Hamburg – Am Dienstag hatte die Deutsche Bahn ihre Pläne für die Erweiterung des Hamburger Hauptbahnhofes vorgestellt. Jener ist nach der Anzahl Reisender schon lange Deutschlands größter Bahnhof, noch vor Berlin, München oder Frankfurt am Main. Rund 537.000 Fahrgäste frequentierten den Hamburger Hauptbahnhof vor Beginn der Corona-Pandemie täglich (2019), in Europa weist nur der Bahnhof Paris Gare du Nord höhere Fahrgastzahlen auf. Die Notwendigkeit eines erhöhten Platzbedarfs ist zwar unstrittig, doch Kritik an dem nun vorgestellten Siegerentwurf der Bahn ließ dennoch nicht lange auf sich warten. Nun meldete sich der Hamburger Denkmalverein mahnend zu Wort.

Name:Hamburg Hauptbahnhof
Eröffnung:1906
Gleise:12 (8 fern- und Regionalbahn, 4 S-Bahn-Gleise)
Zugabfahrten (ohne S-Bahn, täglich):mehr als 800
Anzahl Reisender (täglich):537.000 (2019)

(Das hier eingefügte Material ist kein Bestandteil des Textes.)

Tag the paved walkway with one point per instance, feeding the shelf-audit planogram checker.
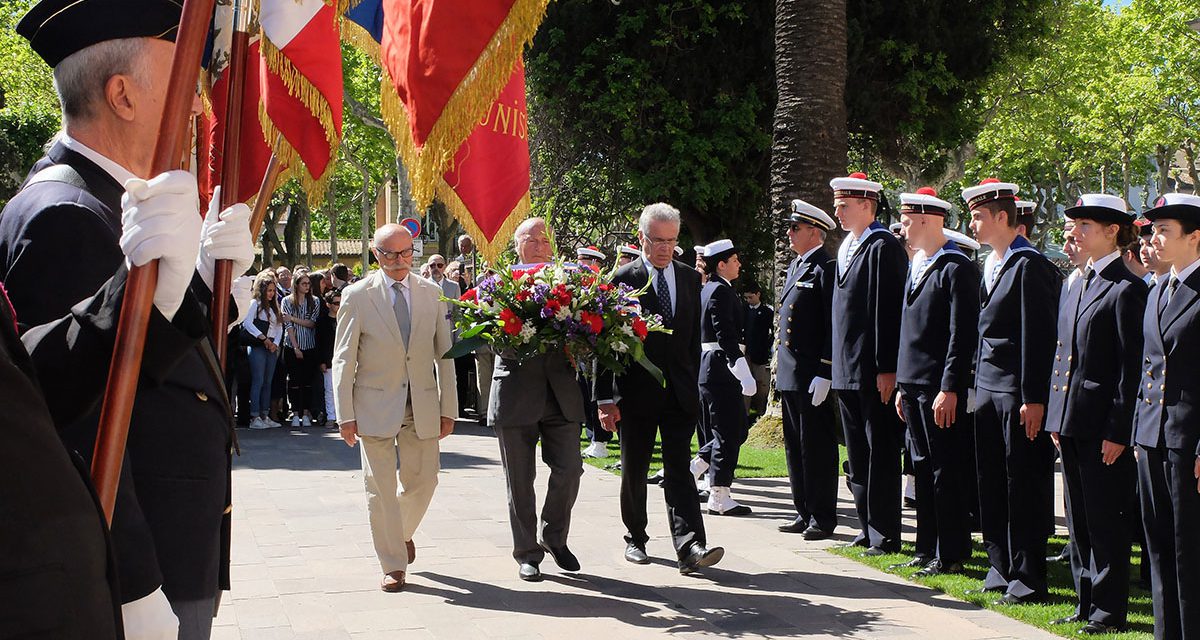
(304, 566)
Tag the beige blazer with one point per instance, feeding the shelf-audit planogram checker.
(375, 375)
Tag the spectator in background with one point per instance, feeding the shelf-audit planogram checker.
(757, 338)
(327, 329)
(300, 312)
(265, 324)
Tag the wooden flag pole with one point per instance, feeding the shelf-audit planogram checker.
(131, 330)
(231, 171)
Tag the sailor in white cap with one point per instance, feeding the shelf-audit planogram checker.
(725, 376)
(871, 267)
(939, 324)
(1093, 394)
(1168, 440)
(804, 354)
(1013, 453)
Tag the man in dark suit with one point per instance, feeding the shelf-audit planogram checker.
(1168, 438)
(865, 339)
(802, 374)
(57, 572)
(1017, 339)
(645, 407)
(1090, 414)
(532, 400)
(939, 329)
(59, 244)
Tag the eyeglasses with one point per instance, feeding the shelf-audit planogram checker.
(394, 255)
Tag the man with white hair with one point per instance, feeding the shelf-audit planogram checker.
(647, 407)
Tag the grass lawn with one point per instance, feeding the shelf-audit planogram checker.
(1062, 591)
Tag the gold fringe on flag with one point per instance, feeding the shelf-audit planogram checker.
(489, 249)
(475, 94)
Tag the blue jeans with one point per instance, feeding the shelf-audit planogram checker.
(262, 371)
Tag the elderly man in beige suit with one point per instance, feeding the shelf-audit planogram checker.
(395, 393)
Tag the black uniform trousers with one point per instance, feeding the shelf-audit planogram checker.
(1099, 498)
(639, 425)
(874, 443)
(810, 442)
(1170, 507)
(939, 464)
(724, 413)
(1015, 492)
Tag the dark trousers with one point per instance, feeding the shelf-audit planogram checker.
(561, 452)
(639, 425)
(1015, 492)
(1170, 508)
(810, 442)
(874, 442)
(724, 411)
(301, 372)
(937, 464)
(1099, 498)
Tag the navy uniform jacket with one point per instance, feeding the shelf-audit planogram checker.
(676, 353)
(865, 305)
(940, 324)
(1018, 326)
(805, 322)
(720, 323)
(58, 245)
(756, 333)
(1093, 387)
(1169, 412)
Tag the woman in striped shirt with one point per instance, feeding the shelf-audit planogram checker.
(300, 311)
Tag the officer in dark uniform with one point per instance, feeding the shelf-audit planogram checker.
(724, 375)
(935, 369)
(802, 374)
(1017, 342)
(59, 244)
(1091, 408)
(1168, 417)
(871, 267)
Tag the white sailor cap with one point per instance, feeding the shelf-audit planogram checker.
(989, 190)
(961, 239)
(808, 214)
(1101, 208)
(856, 185)
(924, 201)
(589, 252)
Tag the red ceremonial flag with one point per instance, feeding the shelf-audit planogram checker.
(301, 81)
(487, 185)
(444, 61)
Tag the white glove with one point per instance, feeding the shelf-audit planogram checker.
(820, 389)
(161, 220)
(150, 617)
(243, 292)
(226, 235)
(741, 370)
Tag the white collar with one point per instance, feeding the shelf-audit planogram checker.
(112, 168)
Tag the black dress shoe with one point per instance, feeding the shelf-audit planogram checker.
(700, 557)
(795, 526)
(816, 533)
(563, 557)
(529, 572)
(636, 555)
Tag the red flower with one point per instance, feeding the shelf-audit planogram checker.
(511, 322)
(640, 329)
(594, 321)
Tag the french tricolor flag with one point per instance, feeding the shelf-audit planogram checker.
(301, 81)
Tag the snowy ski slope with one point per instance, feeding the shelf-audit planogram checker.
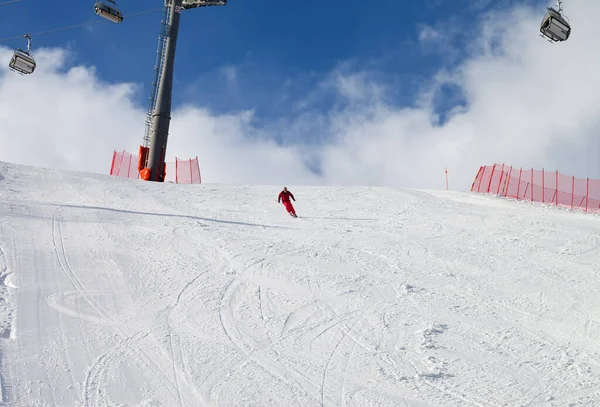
(126, 293)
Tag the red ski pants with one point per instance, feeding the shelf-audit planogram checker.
(289, 207)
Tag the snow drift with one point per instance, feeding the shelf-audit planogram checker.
(126, 293)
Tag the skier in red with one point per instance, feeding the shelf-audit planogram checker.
(285, 196)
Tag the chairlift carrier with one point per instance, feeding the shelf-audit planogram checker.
(22, 61)
(554, 26)
(109, 10)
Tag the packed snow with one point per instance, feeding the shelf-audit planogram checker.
(129, 293)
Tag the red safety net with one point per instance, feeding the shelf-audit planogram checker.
(187, 171)
(549, 187)
(125, 165)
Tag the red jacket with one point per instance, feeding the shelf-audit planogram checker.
(285, 196)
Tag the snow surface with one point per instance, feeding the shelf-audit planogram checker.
(127, 293)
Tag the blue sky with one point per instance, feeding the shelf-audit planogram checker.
(314, 92)
(278, 49)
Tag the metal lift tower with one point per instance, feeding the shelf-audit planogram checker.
(159, 112)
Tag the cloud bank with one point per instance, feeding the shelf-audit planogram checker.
(516, 99)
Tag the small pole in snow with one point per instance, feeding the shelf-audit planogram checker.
(446, 170)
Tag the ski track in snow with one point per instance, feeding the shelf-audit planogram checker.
(125, 293)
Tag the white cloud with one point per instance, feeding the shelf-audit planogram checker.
(527, 103)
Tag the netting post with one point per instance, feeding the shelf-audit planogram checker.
(129, 166)
(587, 193)
(508, 181)
(519, 184)
(572, 190)
(491, 178)
(556, 193)
(543, 185)
(475, 179)
(532, 185)
(121, 162)
(199, 175)
(481, 179)
(500, 181)
(112, 164)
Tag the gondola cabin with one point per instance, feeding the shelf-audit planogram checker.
(22, 62)
(108, 10)
(554, 26)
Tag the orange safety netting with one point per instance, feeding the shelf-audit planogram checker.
(126, 165)
(187, 171)
(550, 187)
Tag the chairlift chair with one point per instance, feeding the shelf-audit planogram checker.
(554, 26)
(109, 10)
(22, 61)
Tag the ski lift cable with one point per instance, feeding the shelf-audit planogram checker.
(8, 2)
(76, 25)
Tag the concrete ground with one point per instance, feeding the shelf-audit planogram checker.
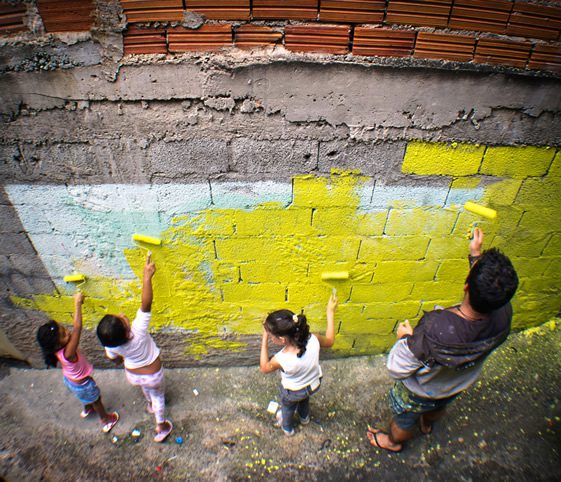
(507, 427)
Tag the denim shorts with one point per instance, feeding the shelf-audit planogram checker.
(87, 392)
(407, 407)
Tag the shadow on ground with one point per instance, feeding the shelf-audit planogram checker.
(507, 427)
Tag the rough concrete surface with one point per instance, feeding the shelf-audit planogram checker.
(507, 427)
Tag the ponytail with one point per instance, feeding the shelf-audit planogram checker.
(47, 337)
(295, 328)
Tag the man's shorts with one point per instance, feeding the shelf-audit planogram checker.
(87, 392)
(407, 407)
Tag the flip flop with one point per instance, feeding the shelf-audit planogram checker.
(373, 439)
(86, 412)
(161, 436)
(109, 425)
(424, 428)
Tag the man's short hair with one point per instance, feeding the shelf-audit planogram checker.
(112, 332)
(492, 281)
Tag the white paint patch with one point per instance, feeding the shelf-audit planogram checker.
(86, 228)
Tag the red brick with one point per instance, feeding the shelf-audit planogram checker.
(546, 57)
(444, 46)
(205, 38)
(352, 11)
(285, 9)
(502, 52)
(432, 13)
(249, 36)
(66, 15)
(383, 42)
(332, 39)
(221, 9)
(481, 15)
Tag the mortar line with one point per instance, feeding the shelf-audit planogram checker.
(215, 250)
(372, 192)
(358, 250)
(210, 189)
(386, 222)
(455, 223)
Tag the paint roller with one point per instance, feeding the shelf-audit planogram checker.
(77, 278)
(479, 210)
(333, 276)
(142, 238)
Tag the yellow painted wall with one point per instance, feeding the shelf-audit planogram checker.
(221, 271)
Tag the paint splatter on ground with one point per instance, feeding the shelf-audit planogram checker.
(507, 427)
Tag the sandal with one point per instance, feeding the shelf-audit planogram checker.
(161, 436)
(373, 439)
(426, 429)
(87, 411)
(109, 425)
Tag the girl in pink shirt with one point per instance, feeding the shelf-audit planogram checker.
(60, 345)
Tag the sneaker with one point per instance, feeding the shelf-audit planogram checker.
(109, 425)
(278, 423)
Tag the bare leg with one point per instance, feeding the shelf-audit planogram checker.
(100, 410)
(427, 419)
(392, 440)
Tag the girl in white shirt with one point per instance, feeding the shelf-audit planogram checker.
(134, 344)
(298, 360)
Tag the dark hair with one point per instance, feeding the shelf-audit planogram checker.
(112, 332)
(48, 339)
(492, 281)
(282, 323)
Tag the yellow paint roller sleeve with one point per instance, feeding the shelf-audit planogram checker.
(481, 210)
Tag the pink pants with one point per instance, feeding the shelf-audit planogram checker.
(153, 388)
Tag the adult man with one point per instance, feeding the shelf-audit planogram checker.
(445, 352)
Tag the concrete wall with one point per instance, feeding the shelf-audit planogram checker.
(259, 172)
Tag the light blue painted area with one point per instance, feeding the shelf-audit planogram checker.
(461, 196)
(408, 196)
(87, 228)
(247, 195)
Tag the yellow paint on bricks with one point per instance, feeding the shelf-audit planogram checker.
(468, 182)
(381, 292)
(281, 252)
(553, 246)
(420, 221)
(402, 271)
(502, 193)
(555, 168)
(432, 290)
(359, 326)
(397, 311)
(542, 192)
(517, 162)
(396, 248)
(452, 270)
(440, 159)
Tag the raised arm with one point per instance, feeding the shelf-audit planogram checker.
(147, 293)
(328, 340)
(475, 245)
(72, 346)
(266, 365)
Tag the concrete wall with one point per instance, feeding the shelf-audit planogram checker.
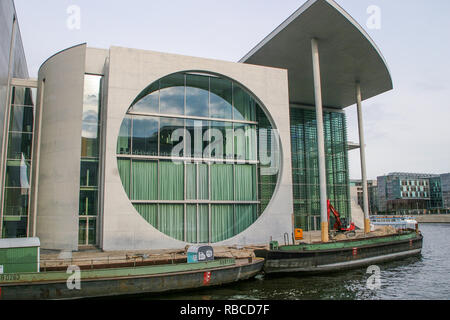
(130, 71)
(60, 149)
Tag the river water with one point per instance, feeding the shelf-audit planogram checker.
(424, 277)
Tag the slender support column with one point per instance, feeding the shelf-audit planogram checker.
(320, 140)
(362, 151)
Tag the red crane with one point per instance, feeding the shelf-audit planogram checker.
(338, 225)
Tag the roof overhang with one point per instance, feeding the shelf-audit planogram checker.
(347, 55)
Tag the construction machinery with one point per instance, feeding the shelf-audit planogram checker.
(340, 225)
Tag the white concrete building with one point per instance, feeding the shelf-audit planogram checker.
(134, 149)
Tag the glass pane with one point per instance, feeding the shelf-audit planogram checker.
(250, 142)
(171, 137)
(145, 135)
(89, 140)
(239, 141)
(15, 227)
(18, 173)
(124, 140)
(199, 137)
(244, 104)
(245, 216)
(191, 223)
(171, 181)
(222, 224)
(89, 173)
(82, 228)
(88, 203)
(203, 223)
(222, 182)
(203, 182)
(92, 238)
(124, 166)
(245, 182)
(145, 180)
(149, 212)
(191, 181)
(91, 101)
(171, 220)
(16, 202)
(24, 96)
(148, 101)
(221, 98)
(19, 145)
(197, 95)
(21, 119)
(221, 137)
(172, 94)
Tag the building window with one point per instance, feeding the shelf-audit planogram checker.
(188, 157)
(16, 192)
(89, 166)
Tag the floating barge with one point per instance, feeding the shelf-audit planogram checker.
(125, 281)
(340, 255)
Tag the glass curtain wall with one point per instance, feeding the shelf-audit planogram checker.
(187, 157)
(305, 166)
(17, 184)
(89, 173)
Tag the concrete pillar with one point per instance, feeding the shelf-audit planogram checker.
(320, 140)
(362, 151)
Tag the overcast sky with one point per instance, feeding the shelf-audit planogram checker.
(406, 129)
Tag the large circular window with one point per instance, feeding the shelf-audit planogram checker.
(198, 157)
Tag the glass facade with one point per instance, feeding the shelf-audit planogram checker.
(188, 157)
(305, 166)
(89, 173)
(17, 184)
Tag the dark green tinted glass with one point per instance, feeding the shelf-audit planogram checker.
(244, 104)
(89, 140)
(23, 96)
(18, 173)
(172, 94)
(145, 135)
(197, 95)
(124, 140)
(148, 101)
(89, 173)
(16, 202)
(221, 98)
(15, 227)
(19, 145)
(171, 135)
(21, 119)
(221, 137)
(88, 202)
(82, 229)
(199, 137)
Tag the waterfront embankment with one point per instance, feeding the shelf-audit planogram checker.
(433, 218)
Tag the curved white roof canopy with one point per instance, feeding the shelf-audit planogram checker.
(347, 55)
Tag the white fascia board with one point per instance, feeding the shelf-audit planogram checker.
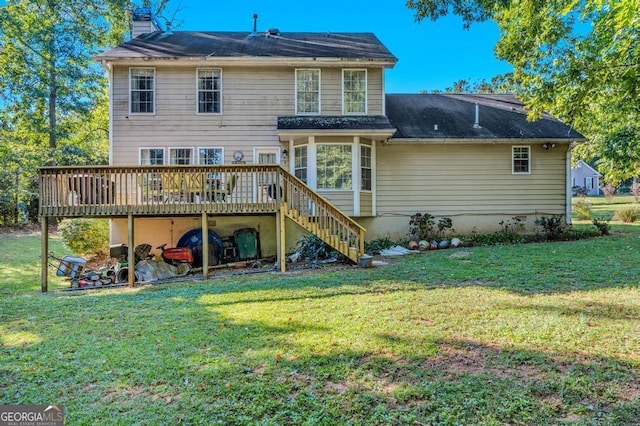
(484, 141)
(373, 134)
(253, 61)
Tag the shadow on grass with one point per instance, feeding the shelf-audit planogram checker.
(169, 354)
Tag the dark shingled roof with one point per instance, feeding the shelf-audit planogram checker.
(500, 117)
(194, 44)
(334, 122)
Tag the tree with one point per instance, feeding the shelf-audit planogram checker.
(578, 60)
(51, 90)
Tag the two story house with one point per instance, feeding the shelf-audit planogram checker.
(291, 132)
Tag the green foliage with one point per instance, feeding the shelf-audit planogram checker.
(531, 334)
(424, 227)
(628, 214)
(582, 209)
(635, 191)
(553, 226)
(575, 60)
(609, 190)
(85, 236)
(421, 226)
(602, 225)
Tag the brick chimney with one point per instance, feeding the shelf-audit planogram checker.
(143, 22)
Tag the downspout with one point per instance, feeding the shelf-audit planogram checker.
(568, 195)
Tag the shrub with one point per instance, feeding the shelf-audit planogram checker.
(628, 214)
(635, 191)
(609, 191)
(582, 209)
(581, 191)
(553, 226)
(602, 225)
(423, 227)
(85, 236)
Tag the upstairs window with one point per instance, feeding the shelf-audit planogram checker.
(180, 156)
(209, 156)
(365, 168)
(521, 160)
(142, 87)
(300, 162)
(354, 91)
(151, 156)
(334, 166)
(307, 91)
(209, 91)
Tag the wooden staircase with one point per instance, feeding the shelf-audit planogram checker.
(319, 217)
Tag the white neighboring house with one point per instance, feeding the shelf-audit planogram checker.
(583, 175)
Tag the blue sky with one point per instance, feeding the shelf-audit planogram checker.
(431, 55)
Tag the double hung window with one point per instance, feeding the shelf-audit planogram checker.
(334, 166)
(521, 160)
(142, 90)
(307, 91)
(209, 91)
(354, 91)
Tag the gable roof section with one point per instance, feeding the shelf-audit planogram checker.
(323, 122)
(203, 45)
(438, 116)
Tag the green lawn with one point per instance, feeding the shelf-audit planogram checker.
(527, 334)
(601, 208)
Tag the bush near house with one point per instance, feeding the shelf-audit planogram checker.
(513, 334)
(628, 214)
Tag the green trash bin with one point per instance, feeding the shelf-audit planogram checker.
(248, 243)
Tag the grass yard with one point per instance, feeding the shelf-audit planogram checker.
(603, 209)
(526, 334)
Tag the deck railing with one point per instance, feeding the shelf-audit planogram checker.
(158, 190)
(112, 191)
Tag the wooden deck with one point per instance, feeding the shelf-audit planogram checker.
(156, 191)
(151, 191)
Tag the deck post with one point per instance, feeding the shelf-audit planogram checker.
(205, 245)
(44, 252)
(281, 245)
(131, 254)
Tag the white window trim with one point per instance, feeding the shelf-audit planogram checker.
(513, 148)
(191, 160)
(362, 145)
(196, 153)
(353, 179)
(164, 154)
(292, 159)
(266, 149)
(155, 80)
(198, 91)
(295, 88)
(366, 91)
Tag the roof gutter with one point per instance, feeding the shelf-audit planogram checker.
(250, 61)
(455, 141)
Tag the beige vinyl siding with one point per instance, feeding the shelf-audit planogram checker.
(341, 199)
(252, 99)
(251, 103)
(463, 180)
(366, 203)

Hauptbahnhof Hamburg: Kritik an Verbauung ‚historischer Südseite‘

Die Erweiterung des Bahnhofs soll in Form einer neu zu bauenden Halle stattfinden, die auf der Südseite in Richtung Museum, für Kunst&Gewerbe (MK&G) vorgesehen ist. Der Entwurf sieht unter anderem ein riesiges gläsernes Dach vor, dass das alte, denkmalgeschützte Bahnhofsgebäude und den Neubau miteinander verbinden soll und dabei die Steintorbrücke überspannen wird. Der Denkmalverein Hamburg mahnte, so berichtete es die Mopo, dass das Gebäude „wichtige Sicht- und Straßenachsen“ zerstören würde und „die historische Südfassade des Gebäudes“ verbaue. Die Kritik richte sich dabei nicht gegen den Entwurf selbst, sondern gegen die Vorgaben der deutschen Bahn, betonte die Geschäftsführerin des Denkmalverreins, Kristina Sassenscheidt, gegenüber der Zeitung.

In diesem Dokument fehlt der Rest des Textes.